The high court said “foisting extremely grave and serious penal provisions” engrafted under the Unlawful Activities (Prevention) Act (UAPA) “frivolously” upon people would undermine the intent and purpose of the Parliament in enacting a law that is meant to address threats to the very existence of our nation.
“Having given our anxious consideration to this aspect of ‘likelihood’ of threat and terror, we are of the view that the foundations of our nation stand on surer footing than to be likely to be shaken by a protest, however vicious, organised by a tribe of college students or other persons, operating as a coordination committee from the confines of a University situate in the heart of Delhi,” a bench of Justices Siddharth Mridul and Anup Jairam Bhambhani said in a 133-page judgement.

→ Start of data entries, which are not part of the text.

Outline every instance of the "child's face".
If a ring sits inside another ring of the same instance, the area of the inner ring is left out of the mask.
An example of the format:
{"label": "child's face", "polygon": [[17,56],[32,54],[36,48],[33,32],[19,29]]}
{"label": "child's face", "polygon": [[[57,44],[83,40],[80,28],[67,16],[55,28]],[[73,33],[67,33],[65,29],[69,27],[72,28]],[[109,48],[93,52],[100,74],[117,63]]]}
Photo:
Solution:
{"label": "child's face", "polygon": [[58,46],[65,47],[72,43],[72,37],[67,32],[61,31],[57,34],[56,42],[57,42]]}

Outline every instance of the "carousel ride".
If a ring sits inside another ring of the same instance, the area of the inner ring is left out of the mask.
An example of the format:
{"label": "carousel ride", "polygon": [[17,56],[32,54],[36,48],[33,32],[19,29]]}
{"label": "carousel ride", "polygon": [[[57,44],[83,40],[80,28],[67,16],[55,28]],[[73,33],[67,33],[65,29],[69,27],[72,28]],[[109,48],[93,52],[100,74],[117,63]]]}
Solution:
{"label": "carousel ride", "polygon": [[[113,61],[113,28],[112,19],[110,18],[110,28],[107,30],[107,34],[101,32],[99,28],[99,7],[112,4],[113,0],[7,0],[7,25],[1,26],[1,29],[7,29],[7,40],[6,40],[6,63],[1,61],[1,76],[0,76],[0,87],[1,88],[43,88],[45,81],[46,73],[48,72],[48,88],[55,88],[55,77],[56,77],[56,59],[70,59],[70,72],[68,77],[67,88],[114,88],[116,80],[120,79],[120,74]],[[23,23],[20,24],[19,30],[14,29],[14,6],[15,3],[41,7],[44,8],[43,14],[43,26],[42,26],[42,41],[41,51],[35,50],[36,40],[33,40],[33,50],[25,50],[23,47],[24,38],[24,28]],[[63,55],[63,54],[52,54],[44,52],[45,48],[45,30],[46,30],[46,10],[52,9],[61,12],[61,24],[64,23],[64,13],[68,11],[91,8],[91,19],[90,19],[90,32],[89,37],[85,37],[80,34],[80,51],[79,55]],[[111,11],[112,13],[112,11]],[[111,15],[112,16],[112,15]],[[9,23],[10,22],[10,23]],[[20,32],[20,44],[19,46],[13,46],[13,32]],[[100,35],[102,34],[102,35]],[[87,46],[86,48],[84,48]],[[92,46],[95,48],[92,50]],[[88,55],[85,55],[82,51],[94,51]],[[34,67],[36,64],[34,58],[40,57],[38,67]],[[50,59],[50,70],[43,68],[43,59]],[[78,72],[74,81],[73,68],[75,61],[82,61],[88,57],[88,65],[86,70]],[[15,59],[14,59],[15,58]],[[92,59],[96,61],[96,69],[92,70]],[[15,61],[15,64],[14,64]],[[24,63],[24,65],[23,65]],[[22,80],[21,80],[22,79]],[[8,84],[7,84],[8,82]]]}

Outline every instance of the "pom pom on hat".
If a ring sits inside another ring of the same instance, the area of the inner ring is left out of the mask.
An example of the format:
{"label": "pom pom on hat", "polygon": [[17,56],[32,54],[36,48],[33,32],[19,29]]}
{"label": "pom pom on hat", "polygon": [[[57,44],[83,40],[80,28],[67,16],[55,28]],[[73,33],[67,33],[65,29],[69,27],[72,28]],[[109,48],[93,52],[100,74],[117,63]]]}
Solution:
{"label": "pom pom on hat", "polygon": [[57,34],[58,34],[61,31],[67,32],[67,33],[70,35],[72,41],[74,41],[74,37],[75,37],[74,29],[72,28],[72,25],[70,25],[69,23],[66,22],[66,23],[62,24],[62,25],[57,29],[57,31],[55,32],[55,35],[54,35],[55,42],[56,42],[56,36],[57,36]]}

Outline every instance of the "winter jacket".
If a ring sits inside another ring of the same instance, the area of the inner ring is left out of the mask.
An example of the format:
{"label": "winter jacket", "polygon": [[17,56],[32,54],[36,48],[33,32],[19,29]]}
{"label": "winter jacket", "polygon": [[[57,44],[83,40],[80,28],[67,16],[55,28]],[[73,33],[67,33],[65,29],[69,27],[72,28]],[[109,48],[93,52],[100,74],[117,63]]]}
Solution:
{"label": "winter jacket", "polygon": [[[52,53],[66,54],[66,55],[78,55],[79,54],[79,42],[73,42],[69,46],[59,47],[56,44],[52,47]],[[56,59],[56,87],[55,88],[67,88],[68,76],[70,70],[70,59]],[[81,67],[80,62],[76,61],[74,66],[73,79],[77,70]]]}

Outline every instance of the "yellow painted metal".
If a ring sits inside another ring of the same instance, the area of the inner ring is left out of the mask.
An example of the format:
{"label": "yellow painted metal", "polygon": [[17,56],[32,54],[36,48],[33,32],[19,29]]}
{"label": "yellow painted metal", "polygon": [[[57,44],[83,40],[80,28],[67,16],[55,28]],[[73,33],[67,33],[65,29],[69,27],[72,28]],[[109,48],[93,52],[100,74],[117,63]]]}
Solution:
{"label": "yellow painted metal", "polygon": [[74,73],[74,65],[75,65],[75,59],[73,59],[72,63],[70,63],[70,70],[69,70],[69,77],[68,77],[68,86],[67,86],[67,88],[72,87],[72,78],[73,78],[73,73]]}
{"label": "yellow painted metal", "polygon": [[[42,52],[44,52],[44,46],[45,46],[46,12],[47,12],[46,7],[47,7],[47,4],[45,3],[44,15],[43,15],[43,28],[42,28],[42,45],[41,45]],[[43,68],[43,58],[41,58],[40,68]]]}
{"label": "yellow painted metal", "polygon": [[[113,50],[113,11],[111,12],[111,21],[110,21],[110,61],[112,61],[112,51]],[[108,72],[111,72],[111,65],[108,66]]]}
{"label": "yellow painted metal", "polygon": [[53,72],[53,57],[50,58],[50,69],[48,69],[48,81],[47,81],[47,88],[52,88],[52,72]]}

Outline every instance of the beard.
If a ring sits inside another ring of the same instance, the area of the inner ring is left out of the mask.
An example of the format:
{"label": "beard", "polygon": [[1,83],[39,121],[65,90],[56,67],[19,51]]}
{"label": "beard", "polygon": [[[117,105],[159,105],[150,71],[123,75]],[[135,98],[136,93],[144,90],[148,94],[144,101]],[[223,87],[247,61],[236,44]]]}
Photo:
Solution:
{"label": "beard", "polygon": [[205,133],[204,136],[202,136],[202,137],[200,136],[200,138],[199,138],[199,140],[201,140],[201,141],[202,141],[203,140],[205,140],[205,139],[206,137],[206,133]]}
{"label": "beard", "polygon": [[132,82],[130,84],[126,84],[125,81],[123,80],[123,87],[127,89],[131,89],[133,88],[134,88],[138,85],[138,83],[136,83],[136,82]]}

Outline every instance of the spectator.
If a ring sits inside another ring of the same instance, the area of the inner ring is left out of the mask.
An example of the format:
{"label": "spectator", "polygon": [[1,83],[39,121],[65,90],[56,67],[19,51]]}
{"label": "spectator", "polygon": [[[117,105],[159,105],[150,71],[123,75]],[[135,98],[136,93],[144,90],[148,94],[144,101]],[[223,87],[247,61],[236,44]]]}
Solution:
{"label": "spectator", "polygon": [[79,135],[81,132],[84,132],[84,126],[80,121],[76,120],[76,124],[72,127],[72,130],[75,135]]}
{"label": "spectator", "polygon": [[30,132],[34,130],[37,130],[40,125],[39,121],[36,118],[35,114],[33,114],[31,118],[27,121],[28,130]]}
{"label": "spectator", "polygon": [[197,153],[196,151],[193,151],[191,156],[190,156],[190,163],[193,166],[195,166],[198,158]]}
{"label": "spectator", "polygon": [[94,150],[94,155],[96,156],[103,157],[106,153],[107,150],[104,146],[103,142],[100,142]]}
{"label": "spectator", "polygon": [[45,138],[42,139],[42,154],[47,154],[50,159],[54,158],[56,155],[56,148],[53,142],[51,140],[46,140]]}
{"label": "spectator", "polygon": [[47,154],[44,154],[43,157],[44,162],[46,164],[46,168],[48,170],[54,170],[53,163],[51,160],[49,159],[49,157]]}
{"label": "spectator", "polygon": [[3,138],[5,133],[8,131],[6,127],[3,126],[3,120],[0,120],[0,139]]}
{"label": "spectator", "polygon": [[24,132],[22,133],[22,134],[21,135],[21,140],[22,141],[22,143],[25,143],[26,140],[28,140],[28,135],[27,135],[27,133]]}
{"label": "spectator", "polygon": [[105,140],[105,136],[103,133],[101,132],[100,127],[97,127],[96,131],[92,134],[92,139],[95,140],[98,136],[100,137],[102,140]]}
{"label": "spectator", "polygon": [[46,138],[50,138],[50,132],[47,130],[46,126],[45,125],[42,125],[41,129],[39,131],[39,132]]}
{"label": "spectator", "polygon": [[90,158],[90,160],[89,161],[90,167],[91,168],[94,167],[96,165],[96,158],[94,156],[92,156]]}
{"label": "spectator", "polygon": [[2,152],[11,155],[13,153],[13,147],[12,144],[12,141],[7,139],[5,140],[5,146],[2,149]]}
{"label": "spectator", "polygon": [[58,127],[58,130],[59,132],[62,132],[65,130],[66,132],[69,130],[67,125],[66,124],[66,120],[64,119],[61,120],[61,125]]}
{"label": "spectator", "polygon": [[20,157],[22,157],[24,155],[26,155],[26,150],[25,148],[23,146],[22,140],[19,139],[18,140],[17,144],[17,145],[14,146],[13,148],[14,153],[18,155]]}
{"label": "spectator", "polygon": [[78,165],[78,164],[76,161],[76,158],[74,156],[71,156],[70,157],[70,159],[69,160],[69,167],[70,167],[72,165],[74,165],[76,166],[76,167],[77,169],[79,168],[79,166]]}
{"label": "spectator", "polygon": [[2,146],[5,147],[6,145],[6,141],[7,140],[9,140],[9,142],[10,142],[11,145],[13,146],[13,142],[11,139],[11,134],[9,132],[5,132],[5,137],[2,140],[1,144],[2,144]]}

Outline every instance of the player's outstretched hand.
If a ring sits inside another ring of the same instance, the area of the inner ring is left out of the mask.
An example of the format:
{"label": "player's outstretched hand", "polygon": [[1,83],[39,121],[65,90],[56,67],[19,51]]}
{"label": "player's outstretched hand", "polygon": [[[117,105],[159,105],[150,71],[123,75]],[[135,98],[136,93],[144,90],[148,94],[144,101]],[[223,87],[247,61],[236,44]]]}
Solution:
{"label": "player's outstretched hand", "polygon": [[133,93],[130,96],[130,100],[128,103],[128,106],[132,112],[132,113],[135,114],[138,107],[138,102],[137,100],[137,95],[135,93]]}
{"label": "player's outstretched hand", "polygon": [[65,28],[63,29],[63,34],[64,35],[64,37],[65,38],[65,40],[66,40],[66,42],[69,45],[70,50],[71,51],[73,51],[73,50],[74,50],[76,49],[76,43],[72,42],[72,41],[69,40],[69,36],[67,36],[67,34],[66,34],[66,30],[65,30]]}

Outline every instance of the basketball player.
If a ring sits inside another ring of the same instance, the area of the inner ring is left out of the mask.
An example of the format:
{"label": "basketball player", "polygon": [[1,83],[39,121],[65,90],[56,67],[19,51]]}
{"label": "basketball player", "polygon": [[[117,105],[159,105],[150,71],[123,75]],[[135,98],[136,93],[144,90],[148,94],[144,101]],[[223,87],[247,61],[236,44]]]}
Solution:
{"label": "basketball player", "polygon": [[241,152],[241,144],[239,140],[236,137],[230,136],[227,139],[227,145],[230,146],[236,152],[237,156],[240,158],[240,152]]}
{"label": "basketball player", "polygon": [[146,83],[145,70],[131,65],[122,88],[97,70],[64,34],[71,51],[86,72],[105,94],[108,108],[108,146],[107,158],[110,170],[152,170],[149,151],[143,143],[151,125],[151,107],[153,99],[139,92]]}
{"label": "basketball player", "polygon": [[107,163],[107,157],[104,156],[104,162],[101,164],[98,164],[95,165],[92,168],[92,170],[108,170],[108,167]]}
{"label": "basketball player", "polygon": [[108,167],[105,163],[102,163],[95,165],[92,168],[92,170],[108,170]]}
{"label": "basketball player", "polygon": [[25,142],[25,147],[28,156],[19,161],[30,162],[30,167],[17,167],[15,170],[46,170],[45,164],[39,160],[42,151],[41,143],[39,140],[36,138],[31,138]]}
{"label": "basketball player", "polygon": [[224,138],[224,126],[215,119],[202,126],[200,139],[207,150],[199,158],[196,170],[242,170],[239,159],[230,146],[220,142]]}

The high court said it was of the view that on an objective reading of the allegations contained in the charge sheet, there is a complete lack of any specific, particularised, factual allegations, other than those sought to be spun by mere grandiloquence, to make out the offences under sections 15 (terrorist act), 17 (punishment for raising funds for terrorist act) or 18 (punishment for conspiracy) of the UAPA.
“Foisting extremely grave and serious penal provisions engrafted in sections 15, 17 and 18 UAPA frivolously upon people, would undermine the intent and purpose of the Parliament in enacting a law that is meant to address threats to the very existence of our Nation. Wanton use of serious penal provisions would only trivialise them.
“Whatever other offence(s) the appellant (Tanha) may or may not have committed, at least on a prima facie view, the State has been unable to persuade us that the accusations against the appellant show commission of offences under sections 15, 17 or 18 of the UAPA,” the bench said.
It said the phrase ‘terrorist act’ has been defined in a very wide and detailed manner within section 15 of the UAPA and the court must be careful in employing the definitional words and phrases used in the provision in their absolute literal sense or use them lightly in a manner that would trivialise the extremely heinous offence of ‘terrorist act’, without understanding how terrorism is different even from conventional, heinous crime.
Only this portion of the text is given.